Tag-only Styles
Walter Davis
13 Sep, 2011
Freeway offers a slightly hidden way to create styles that apply to elements on your page without being explicitly applied to an element in the design view. Here’s how to make them.
When you create a style in Freeway in the normal manner, that style will be named something, and it will need to be applied to at least one element on your page before it will publish into that page’s style rules. (If you’re using External Stylesheets, then this rule is slightly more relaxed — you only have to apply the style to one page in order to have it available to all the pages that share that external stylesheet.)
But if you are doing something even a little bit advanced, you may find it necessary to create a style that will apply to something Freeway knows nothing about. For example, you may be using a CMS to insert content into your pages, and that CMS may be relying on certain tags having a particular visual style in order to work predictably.
If you’ve come this far, we’ll assume you know what the selector (the part of your style rule outside of the curly braces) needs to be. For this example, we want to affect all H3 tags inside of the HTML box with the id contentArea. So if you were writing that in a text editor or a dedicated CSS application, you would write #contentArea H3. To create this style in Freeway, follow these steps:
- Open the Styles palette, if it isn’t already, and switch to your text styles tab.
- Click on the gear icon and choose New Style…
- The resulting dialog will have two fields at the top: Tag and Name. Tab or click into the Tag field and enter your entire selector, i.e.:
#contentArea H3. - Tab into the Name field and delete whatever Freeway has helpfully entered there.
- Last, and most important, tab out of the Name field and save the style rule.
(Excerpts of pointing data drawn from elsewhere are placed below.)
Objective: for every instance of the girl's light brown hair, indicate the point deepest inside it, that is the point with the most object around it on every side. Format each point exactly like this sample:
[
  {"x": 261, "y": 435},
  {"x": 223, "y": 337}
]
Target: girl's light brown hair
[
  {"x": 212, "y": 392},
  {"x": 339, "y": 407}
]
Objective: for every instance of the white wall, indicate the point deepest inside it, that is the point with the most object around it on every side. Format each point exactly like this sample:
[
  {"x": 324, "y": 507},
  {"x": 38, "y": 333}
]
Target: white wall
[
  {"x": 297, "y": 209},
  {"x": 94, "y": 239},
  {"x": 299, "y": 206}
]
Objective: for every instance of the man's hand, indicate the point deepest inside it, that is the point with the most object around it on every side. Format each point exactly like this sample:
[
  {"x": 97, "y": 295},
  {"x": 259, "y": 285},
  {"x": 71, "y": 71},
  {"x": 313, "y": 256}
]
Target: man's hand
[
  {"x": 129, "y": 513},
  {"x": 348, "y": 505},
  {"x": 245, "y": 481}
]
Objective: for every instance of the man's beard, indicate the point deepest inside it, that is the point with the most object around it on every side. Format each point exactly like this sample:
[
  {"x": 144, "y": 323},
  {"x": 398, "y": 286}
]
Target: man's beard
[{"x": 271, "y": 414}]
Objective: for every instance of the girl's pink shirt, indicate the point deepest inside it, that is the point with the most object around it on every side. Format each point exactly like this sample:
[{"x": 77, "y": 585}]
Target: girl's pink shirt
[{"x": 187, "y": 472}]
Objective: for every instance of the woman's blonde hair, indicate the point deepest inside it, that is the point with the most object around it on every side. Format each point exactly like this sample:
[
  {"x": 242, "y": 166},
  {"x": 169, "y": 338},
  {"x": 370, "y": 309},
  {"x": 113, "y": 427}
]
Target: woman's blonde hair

If you don’t follow this step, the auto-name will sneak back in the moment you do anything else with the dialog.
If you have followed these steps precisely, you should now have a style rule that you can edit to change just the parts of the page you are interested in affecting. Because this style does not have a name, it will be published into all pages automatically. You do not need to (and should not) apply this style to anything on your page.
You won’t see the effect of your styling decisions within the Design interface, but they will appear in the Preview mode, or in any browser that understands those rules.